I am currently going through a split, i am 26 with a 4 year old, house, dog etc. The house we have had for the last 4 years is going up for sale.. i paid the deposit of £10,000 and i have paid for the mortgage - where do i stand? i need to come out of this and be able to buy somewhere for me and my daughter (i do not want to rent) my daughter also starts school in September and she has been really affected by it all (crying constantly and will not let me put her down) so i need to get it done as quick as possible. could i stop him from taking any profit?
Thank you

OP posts:
ComtesseDeSpair · 03/05/2019 16:01

Presuming you’re in the UK, we don’t have “fault” divorces so any solicitor telling you that you can get him out of the house or ensure he doesn’t receive any of the marital assets as punishment is a shyster. Where did you find them?

As main carer for your child, you’ll almost certainly be entitled to a greater share of the assets, but that won’t mean you necessarily get back what you put in.

lifebegins50 · 03/05/2019 16:55

He could get 9k but if he feels guilty then he may accept 5k, especially as you have a child.

You would need to file for divorce and get a consent order which finalised the finances. This is important and would cost approx 1k (divorce fee, solicitors time).

Also if you could remortgage the house it might be cost effective as you save the selling & buying costs.

opticaldelusion · 03/05/2019 17:02

You have to be married at least a year before you can apply for a divorce so it might be some time before this is resolved. Get proper legal advice.

BeansandRice · 03/05/2019 17:22

i am trying to be nice

There’s your basic error. Don’t try to be nice. He’s cheated and has been nasty, not nice.

See it as a business deal where you want to make the most money you can.

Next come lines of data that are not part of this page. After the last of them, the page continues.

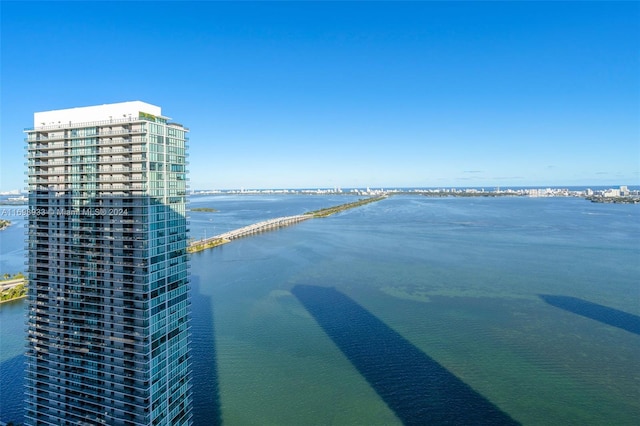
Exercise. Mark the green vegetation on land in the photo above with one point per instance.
(197, 246)
(16, 287)
(336, 209)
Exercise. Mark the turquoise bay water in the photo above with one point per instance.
(460, 279)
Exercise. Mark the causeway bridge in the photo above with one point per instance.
(245, 231)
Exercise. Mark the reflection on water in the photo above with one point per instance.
(418, 389)
(603, 314)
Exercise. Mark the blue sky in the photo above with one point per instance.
(345, 94)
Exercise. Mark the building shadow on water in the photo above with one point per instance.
(418, 389)
(204, 365)
(594, 311)
(12, 389)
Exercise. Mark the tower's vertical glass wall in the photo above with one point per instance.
(108, 321)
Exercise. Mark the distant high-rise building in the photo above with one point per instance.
(108, 320)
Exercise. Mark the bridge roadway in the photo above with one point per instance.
(255, 228)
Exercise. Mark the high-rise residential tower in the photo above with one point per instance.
(108, 320)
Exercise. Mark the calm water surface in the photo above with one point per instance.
(519, 302)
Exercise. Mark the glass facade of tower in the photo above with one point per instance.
(108, 320)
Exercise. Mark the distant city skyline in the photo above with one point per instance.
(356, 94)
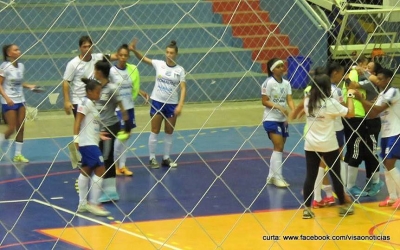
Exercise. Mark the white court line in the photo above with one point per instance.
(106, 224)
(14, 201)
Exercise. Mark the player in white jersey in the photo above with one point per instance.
(276, 97)
(79, 67)
(87, 128)
(12, 97)
(126, 77)
(387, 107)
(166, 104)
(320, 140)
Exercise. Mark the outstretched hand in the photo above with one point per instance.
(132, 45)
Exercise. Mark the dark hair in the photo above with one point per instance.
(387, 73)
(319, 71)
(333, 66)
(104, 67)
(5, 50)
(123, 46)
(269, 65)
(85, 39)
(90, 84)
(320, 89)
(377, 67)
(362, 59)
(172, 45)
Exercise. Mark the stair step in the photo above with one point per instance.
(235, 5)
(245, 17)
(254, 29)
(270, 41)
(278, 52)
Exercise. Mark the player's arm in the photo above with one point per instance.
(178, 109)
(371, 108)
(139, 56)
(3, 93)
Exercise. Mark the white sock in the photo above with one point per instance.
(18, 147)
(343, 172)
(2, 138)
(96, 189)
(152, 145)
(352, 176)
(119, 148)
(167, 145)
(83, 185)
(390, 185)
(396, 180)
(375, 177)
(328, 190)
(318, 184)
(275, 168)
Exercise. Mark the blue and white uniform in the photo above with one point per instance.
(89, 134)
(165, 92)
(75, 71)
(12, 84)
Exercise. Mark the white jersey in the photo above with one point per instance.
(321, 133)
(89, 133)
(336, 93)
(122, 79)
(75, 71)
(277, 92)
(391, 116)
(167, 82)
(13, 78)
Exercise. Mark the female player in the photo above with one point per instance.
(106, 105)
(276, 96)
(320, 140)
(87, 128)
(13, 100)
(127, 78)
(166, 105)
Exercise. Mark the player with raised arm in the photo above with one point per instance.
(79, 67)
(276, 97)
(108, 102)
(387, 106)
(12, 98)
(87, 128)
(126, 77)
(166, 105)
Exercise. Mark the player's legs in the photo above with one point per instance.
(354, 130)
(374, 184)
(390, 153)
(21, 112)
(169, 127)
(107, 148)
(277, 133)
(120, 148)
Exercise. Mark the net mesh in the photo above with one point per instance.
(224, 45)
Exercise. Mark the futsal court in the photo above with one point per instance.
(215, 199)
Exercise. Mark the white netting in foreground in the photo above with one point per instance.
(224, 46)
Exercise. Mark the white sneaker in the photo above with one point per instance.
(97, 210)
(280, 182)
(82, 208)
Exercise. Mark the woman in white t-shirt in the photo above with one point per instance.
(276, 97)
(87, 128)
(166, 104)
(12, 97)
(321, 142)
(126, 76)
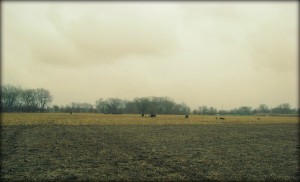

HollowTalk · 03/05/2019 17:27

What you are deciding sounds reasonable. It was a short marriage and he ended it by cheating. You paid the deposit - I can't see anyone thinking he should have half of that. You've made all mortgage payments and are willing to split the equity, after debts and solicitor's payments etc - that is more than generous. He sounds like an absolute bastard.

GreenTulips · 03/05/2019 17:31

Then offer him £5 to go and you keep the house

Bluntness100 · 03/05/2019 17:35

Op, the answer to this is is is he playing nicely? Your solution is more than fair if you are the primary care giver, but if he isn't playing ball, then it's a nasty legal fight.

So what's his position?

SpongeBobJudgeyPants · 03/05/2019 17:44

I was told a short marriage means more likely to get my deposit out etc. Longer marriages, who paid for what etc apparently becomes 'historical property' or somesuch, and less likely to be divided in the way it was originally provided iuswim. So short marriage should be in your favour in this instance.